Q3 Report
Q3 2025 Manhattan & Brooklyn Real Estate Market Report
NYC real estate is illiquid even relative to the rest of the country. Our average days-on-market is 75% longer and length of time from contract-signing to closing is considerably longer as well. Therefore, quarterly market reports tend to feature trailing data: homes that sold last quarter went into contract the quarter before, and therefore stats on closings tend to be more indicative of market activity six months prior rather than the previous quarter. Q2’s closing data was strong, seemingly unaffected by April’s ‘Liberation Day’ and subsequent tariff-policy instability. However, experts (including myself) cautioned at the time that Q2’s closings were Q1’s signed contracts, and the effect of US government tariff policy therefore wasn’t reflected in the second quarter’s strong figures. While the NYC real estate market seemed to escape the tariffs’ drag in Q2, we’d see their full effect in the Q3 figures. Those figures are now in, and we see the damage: All closing price metrics rose year-over-year for the third quarter in a row, the longest such streak since 2022. Sales activity rose 5% year-over and was even with Q2. Available inventory held steady with Q3 2024 and contracted 11% from this years’ second quarter.
How did we get away with strong figures in the face of economic and political uncertainty? Dividing market sectors above and below $3m tells the story: sales activity below $3m rose just 2% year-over, while sales above $3m rose a striking 20%. While luxury price metrics didn’t necessarily rise, the sector’s increased share of the entire market pushed all market-wide metrics higher.
Why such a dramatic increase in sales activity in the luxury sector? Luxury homes aren’t necessarily showing more value; pricing has held steady from Q3 2024. The difference is, while these buyers see the same uncertainty across the economy, they perceive it as a buying opportunity, and focus on safe-haven investments like Manhattan real estate. Additionally, an inventory shortage in luxury Manhattan new development has begun, and will likely last years given the slow nature of the new development pipeline. Luxury buyers are rushing to buy into a market with shrinking supply. This has also become a largely all-cash market, serving as a bulwark against rising rates that more seriously affect demand at the lower end.

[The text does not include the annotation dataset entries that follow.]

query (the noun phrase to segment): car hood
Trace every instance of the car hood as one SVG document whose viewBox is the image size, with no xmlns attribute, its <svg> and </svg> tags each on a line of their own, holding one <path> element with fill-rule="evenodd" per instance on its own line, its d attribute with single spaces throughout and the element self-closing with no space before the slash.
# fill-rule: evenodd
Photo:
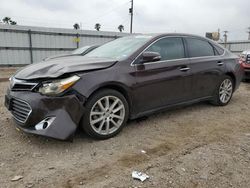
<svg viewBox="0 0 250 188">
<path fill-rule="evenodd" d="M 114 59 L 69 56 L 28 65 L 15 74 L 15 78 L 32 80 L 57 78 L 65 73 L 105 69 L 116 63 Z"/>
<path fill-rule="evenodd" d="M 44 58 L 44 61 L 48 61 L 50 59 L 56 59 L 56 58 L 61 58 L 61 57 L 68 57 L 68 56 L 77 56 L 77 54 L 60 54 L 60 55 L 53 55 Z"/>
</svg>

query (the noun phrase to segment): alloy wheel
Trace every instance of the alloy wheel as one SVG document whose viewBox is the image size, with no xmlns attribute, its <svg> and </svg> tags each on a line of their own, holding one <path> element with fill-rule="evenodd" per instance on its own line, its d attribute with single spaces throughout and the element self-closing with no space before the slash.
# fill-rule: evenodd
<svg viewBox="0 0 250 188">
<path fill-rule="evenodd" d="M 90 125 L 100 135 L 109 135 L 120 128 L 125 119 L 125 106 L 116 96 L 99 99 L 90 111 Z"/>
<path fill-rule="evenodd" d="M 221 83 L 220 89 L 219 89 L 220 101 L 226 104 L 231 99 L 232 93 L 233 93 L 232 81 L 230 79 L 225 79 Z"/>
</svg>

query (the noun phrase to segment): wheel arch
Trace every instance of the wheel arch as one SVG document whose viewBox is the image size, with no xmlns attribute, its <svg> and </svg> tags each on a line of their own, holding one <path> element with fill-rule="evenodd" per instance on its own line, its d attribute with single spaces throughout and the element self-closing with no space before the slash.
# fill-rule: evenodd
<svg viewBox="0 0 250 188">
<path fill-rule="evenodd" d="M 131 112 L 131 107 L 132 107 L 132 98 L 131 98 L 131 93 L 130 93 L 130 89 L 129 87 L 125 86 L 124 84 L 122 83 L 119 83 L 119 82 L 108 82 L 108 83 L 104 83 L 98 87 L 95 87 L 93 88 L 89 93 L 88 93 L 88 96 L 87 96 L 87 100 L 93 96 L 96 92 L 100 91 L 100 90 L 103 90 L 103 89 L 113 89 L 113 90 L 116 90 L 118 92 L 120 92 L 124 97 L 125 99 L 127 100 L 128 102 L 128 105 L 129 105 L 129 111 Z"/>
<path fill-rule="evenodd" d="M 232 72 L 227 72 L 226 75 L 227 75 L 227 76 L 230 76 L 230 77 L 232 78 L 232 80 L 233 80 L 233 86 L 234 86 L 233 90 L 235 90 L 235 86 L 236 86 L 236 77 L 235 77 L 234 73 L 232 73 Z"/>
</svg>

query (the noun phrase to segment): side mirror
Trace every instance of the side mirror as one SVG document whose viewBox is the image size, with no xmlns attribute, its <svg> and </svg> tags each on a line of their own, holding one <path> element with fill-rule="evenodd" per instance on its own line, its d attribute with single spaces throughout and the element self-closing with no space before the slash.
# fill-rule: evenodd
<svg viewBox="0 0 250 188">
<path fill-rule="evenodd" d="M 143 52 L 141 63 L 160 61 L 161 55 L 158 52 Z"/>
</svg>

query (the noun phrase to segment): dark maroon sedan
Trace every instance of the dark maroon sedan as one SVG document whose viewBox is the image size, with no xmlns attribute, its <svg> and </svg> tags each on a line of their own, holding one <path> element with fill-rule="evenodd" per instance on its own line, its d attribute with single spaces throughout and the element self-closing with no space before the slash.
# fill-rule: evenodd
<svg viewBox="0 0 250 188">
<path fill-rule="evenodd" d="M 133 35 L 23 68 L 10 79 L 5 105 L 25 132 L 65 140 L 80 126 L 105 139 L 128 118 L 199 101 L 226 105 L 242 76 L 238 58 L 211 40 Z"/>
</svg>

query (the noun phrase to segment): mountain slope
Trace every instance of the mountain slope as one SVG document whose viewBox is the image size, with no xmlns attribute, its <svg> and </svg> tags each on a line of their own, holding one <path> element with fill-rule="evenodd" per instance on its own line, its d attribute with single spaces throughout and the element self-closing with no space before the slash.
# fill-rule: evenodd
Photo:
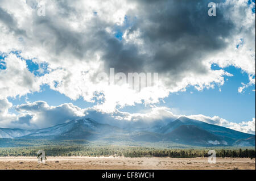
<svg viewBox="0 0 256 181">
<path fill-rule="evenodd" d="M 0 138 L 13 138 L 30 134 L 34 131 L 35 131 L 0 128 Z"/>
<path fill-rule="evenodd" d="M 221 137 L 191 125 L 181 125 L 165 134 L 164 139 L 191 145 L 225 146 L 228 144 Z"/>
<path fill-rule="evenodd" d="M 41 129 L 22 136 L 22 138 L 94 140 L 101 136 L 118 133 L 121 129 L 108 124 L 100 124 L 89 118 L 73 120 L 52 127 Z"/>
<path fill-rule="evenodd" d="M 195 125 L 209 132 L 222 137 L 226 137 L 234 140 L 246 139 L 253 135 L 238 132 L 233 129 L 210 124 L 196 120 L 191 119 L 186 117 L 180 117 L 175 121 L 170 123 L 167 125 L 159 129 L 157 132 L 160 133 L 167 133 L 183 125 Z"/>
</svg>

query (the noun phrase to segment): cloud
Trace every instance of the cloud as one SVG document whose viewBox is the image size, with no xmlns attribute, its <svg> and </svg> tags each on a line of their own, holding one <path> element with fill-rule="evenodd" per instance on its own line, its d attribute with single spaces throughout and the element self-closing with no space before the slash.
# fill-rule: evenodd
<svg viewBox="0 0 256 181">
<path fill-rule="evenodd" d="M 20 60 L 22 70 L 9 65 L 5 71 L 26 74 L 26 78 L 9 79 L 0 70 L 9 85 L 18 79 L 20 85 L 7 87 L 0 95 L 22 95 L 46 83 L 72 99 L 101 100 L 95 108 L 110 112 L 118 106 L 158 103 L 189 85 L 199 90 L 222 85 L 224 77 L 232 75 L 211 69 L 213 63 L 241 68 L 255 84 L 253 3 L 217 1 L 217 16 L 210 17 L 210 1 L 46 0 L 46 16 L 40 16 L 39 1 L 2 0 L 1 51 L 21 51 L 24 58 L 47 62 L 51 71 L 34 78 Z M 121 39 L 115 36 L 117 32 Z M 97 73 L 110 68 L 125 73 L 158 72 L 159 83 L 138 93 L 127 85 L 99 82 Z"/>
<path fill-rule="evenodd" d="M 153 107 L 143 112 L 131 113 L 115 109 L 111 113 L 102 112 L 94 108 L 82 109 L 72 103 L 49 106 L 44 101 L 36 101 L 15 106 L 18 115 L 10 114 L 8 109 L 12 107 L 7 99 L 0 100 L 0 127 L 43 128 L 86 117 L 102 124 L 109 124 L 124 128 L 147 128 L 164 126 L 180 116 L 198 120 L 238 131 L 255 133 L 255 118 L 251 121 L 240 123 L 228 121 L 218 116 L 212 117 L 203 115 L 180 115 L 172 113 L 165 107 Z"/>
<path fill-rule="evenodd" d="M 84 116 L 82 109 L 72 103 L 49 106 L 45 102 L 36 101 L 17 106 L 16 110 L 31 115 L 28 117 L 30 119 L 29 123 L 37 128 L 53 126 Z M 22 121 L 21 118 L 19 121 Z"/>
<path fill-rule="evenodd" d="M 255 134 L 255 118 L 253 118 L 251 121 L 242 121 L 241 123 L 234 123 L 229 121 L 225 119 L 214 116 L 212 117 L 203 115 L 190 115 L 187 116 L 191 119 L 196 119 L 209 124 L 215 124 L 238 131 Z"/>
<path fill-rule="evenodd" d="M 41 79 L 28 70 L 25 60 L 10 53 L 4 61 L 6 69 L 0 69 L 0 99 L 40 90 Z"/>
</svg>

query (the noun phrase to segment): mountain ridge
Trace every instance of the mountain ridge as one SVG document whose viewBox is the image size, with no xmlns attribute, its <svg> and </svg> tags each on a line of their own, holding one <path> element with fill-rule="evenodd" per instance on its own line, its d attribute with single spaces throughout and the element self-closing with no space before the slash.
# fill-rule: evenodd
<svg viewBox="0 0 256 181">
<path fill-rule="evenodd" d="M 43 140 L 122 140 L 155 142 L 172 141 L 195 146 L 255 146 L 255 136 L 180 117 L 155 132 L 130 131 L 84 117 L 35 130 L 0 128 L 0 138 Z M 130 131 L 131 130 L 131 131 Z M 1 144 L 1 140 L 0 140 Z"/>
</svg>

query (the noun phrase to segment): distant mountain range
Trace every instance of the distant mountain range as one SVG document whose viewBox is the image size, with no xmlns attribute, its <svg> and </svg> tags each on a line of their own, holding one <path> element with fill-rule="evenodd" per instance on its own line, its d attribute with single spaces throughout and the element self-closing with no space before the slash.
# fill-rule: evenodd
<svg viewBox="0 0 256 181">
<path fill-rule="evenodd" d="M 155 126 L 143 131 L 138 131 L 137 129 L 133 131 L 133 128 L 122 129 L 109 124 L 99 123 L 90 118 L 84 118 L 40 129 L 0 128 L 1 138 L 150 142 L 172 141 L 201 146 L 255 145 L 255 135 L 186 117 L 179 117 L 164 126 Z"/>
</svg>

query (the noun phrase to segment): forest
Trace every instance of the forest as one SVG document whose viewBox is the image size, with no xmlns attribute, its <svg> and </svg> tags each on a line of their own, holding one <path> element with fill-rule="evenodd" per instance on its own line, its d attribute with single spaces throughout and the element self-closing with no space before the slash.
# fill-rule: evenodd
<svg viewBox="0 0 256 181">
<path fill-rule="evenodd" d="M 123 156 L 125 157 L 208 157 L 208 152 L 214 149 L 216 157 L 255 157 L 255 149 L 161 149 L 142 146 L 88 145 L 54 145 L 0 148 L 0 157 L 36 156 L 39 150 L 44 150 L 47 156 Z"/>
</svg>

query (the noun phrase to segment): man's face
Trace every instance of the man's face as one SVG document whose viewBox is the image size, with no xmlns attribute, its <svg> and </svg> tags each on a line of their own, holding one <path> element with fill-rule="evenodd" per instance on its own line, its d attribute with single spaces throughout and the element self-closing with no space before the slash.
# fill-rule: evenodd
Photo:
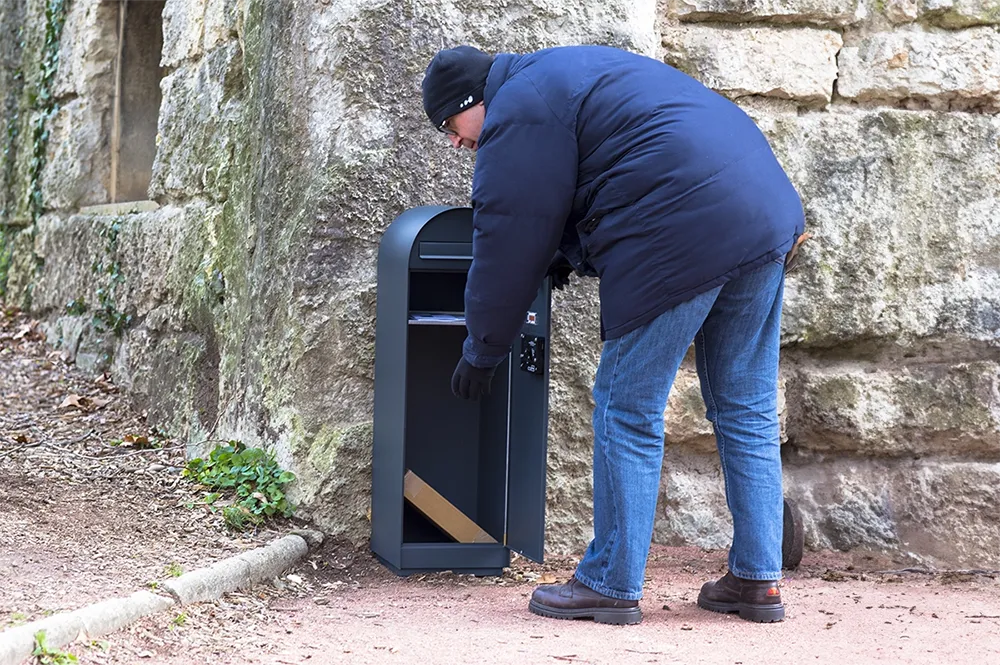
<svg viewBox="0 0 1000 665">
<path fill-rule="evenodd" d="M 445 120 L 442 131 L 448 135 L 454 147 L 468 148 L 475 152 L 479 148 L 479 135 L 483 131 L 485 119 L 486 107 L 479 102 Z"/>
</svg>

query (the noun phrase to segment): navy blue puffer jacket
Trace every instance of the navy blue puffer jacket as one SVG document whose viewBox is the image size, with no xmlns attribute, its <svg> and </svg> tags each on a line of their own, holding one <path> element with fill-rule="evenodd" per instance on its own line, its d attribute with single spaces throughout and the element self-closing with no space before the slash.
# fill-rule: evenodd
<svg viewBox="0 0 1000 665">
<path fill-rule="evenodd" d="M 785 254 L 802 203 L 735 104 L 602 46 L 498 55 L 472 187 L 465 357 L 506 357 L 561 250 L 600 277 L 602 339 Z"/>
</svg>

Luxury buyers also feel Federal tax policy winds at their back: The drastic tax cuts of the 2017 Tax Cuts and Jobs Act have recently been made permanent by the so-called One Big Beautiful Bill, cuts that make the City-tax increases proposed by the current mayoral front-runner appear menial by comparison. This frees up capital to invest, in an environment that appears to offer few solid investments… further explaining flight to the stability of NYC real estate. These buyers are also likely reading-in-between-the-lines of foreboding economic headlines and seeing a market showing more stability than those headlines would suggest: the yield curve has become less inverted and the S&P 500 is up 15% over the past twelve months, and core CPI is at 3.1% in an environment where interest rates are expected to decrease due at least in part to political pressure rather than Fed concern over economic growth. While our market shows unmistakable signs of uncertainty, that uncertainty is not the result of macro-economic cycles, but of self-inflicted setbacksthat the market has, thus far, judged as temporary. For Manhattan buyers, this signals an opportunity to adhere to Warren Buffet’s maxim “Be fearful when others are greedy, and greedy when others are fearful.”
Manhattan Sales Market
Click the icon below to view the Q3 2025 Elliman Report for Manhattan sales:
- Median sales price rose 3% market-wide year-over and 6% from last quarter to $1.325m.
- Q3 saw more listings pulled from the market than added in the face of early-April tariff uncertainty, for a net-decrease in total inventory.
Brooklyn Market Sales
Click the icon below
to view the Q3 2025 Elliman Report for Brooklyn sales:
- Sales activity declined 5.2% year-over-year, reflecting slight buyer hesitation despite strong fundamentals.
- Inventory levels increased by 12.8%, providing more options for prospective buyers.